Thursday, June 19, 2008

Doctors Test Gestural Interface During Surgery

Leave the keyboard and mouse behind, because gestural interfaces are the hot new thing. Touch based screens are nothing new but researchers have been working on a new system of purely based on motion instead of touch.

The new system would track movements of the hands or arms, allowing users to gesture to literally scroll around images on screen. Microsoft recently announced that their newest OS, Windows 7, will rely heavily on gestures and touch and of course gadgets like the iPhone have the pinching gesture which allows you to shrink or expand items.

But this new system of motion detection will allow you to leave all that behind.

Developed by researchers at Ben-Gurion University of the Negev (BGU) in Israel and tested at a Washington, D.C. hospital, the new gestural interface was designed to enable doctors to manipulate digital images during medical procedures by motioning instead of touching a screen, keyboard or mouse which compromises sterility and could spread infection, according to a just released article.

The June article," A Gesture-based Tool for Sterile Browsing of Radiology Images" in the Journal of the American Medical Informatics Association (2008;15:321-323, DOI 10.1197/jamia.M24), reports on what the authors believe is the first time a hand gesture recognition system was successfully implemented in an actual "in vivo" neurosurgical brain biopsy.
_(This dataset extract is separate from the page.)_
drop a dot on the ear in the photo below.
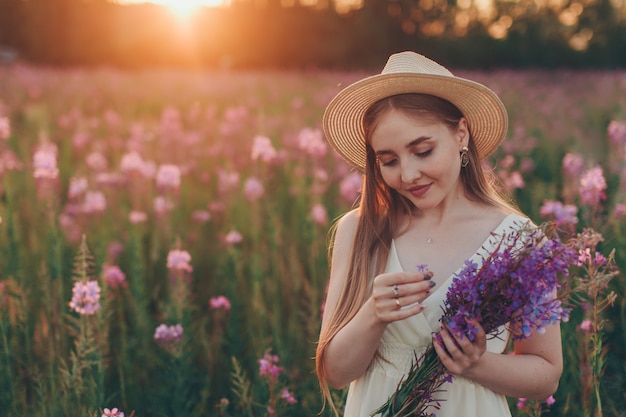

It was tested at the Washington Hospital Center in Washington, D.C.

According to lead researcher Juan P. Wachs, a recent Ph.D. recipient from the Department of Industrial Engineering and Management at BGU, "A sterile human-machine interface is of supreme importance because it is the means by which the surgeon controls medical information, avoiding patient contamination, the operating room (OR) and the other surgeons." This could replace touch screens now used in many hospital operating rooms which must be sealed to prevent accumulation or spreading of contaminants and requires smooth surfaces that must be thoroughly cleaned after each procedure – but sometimes aren't. With infection rates at U.S. hospitals now at unacceptably high rates, our system offers a possible alternative."

The new system, simply known as Gestix, utilizes a Canon VC-C4 camera, positioned above a large flat screen monitor, using an Intel Pentium and a Matrox Standard II video-capturing device. When surgeons first start the system, they work through a set of initial calibration stages. Where the system begins recognizing the surgeons' hand gestures.

In the second stage surgeons must learn and implement eight navigation gestures, rapidly moving the hand away from a "neutral area" and back again. This movement scrolls the image. They also learn to zoom in and out by rotating their hand clockwise or counterclockwise. To avoid misleading signals, when the doctor is done, they drop their hand which triggers a sleep mode.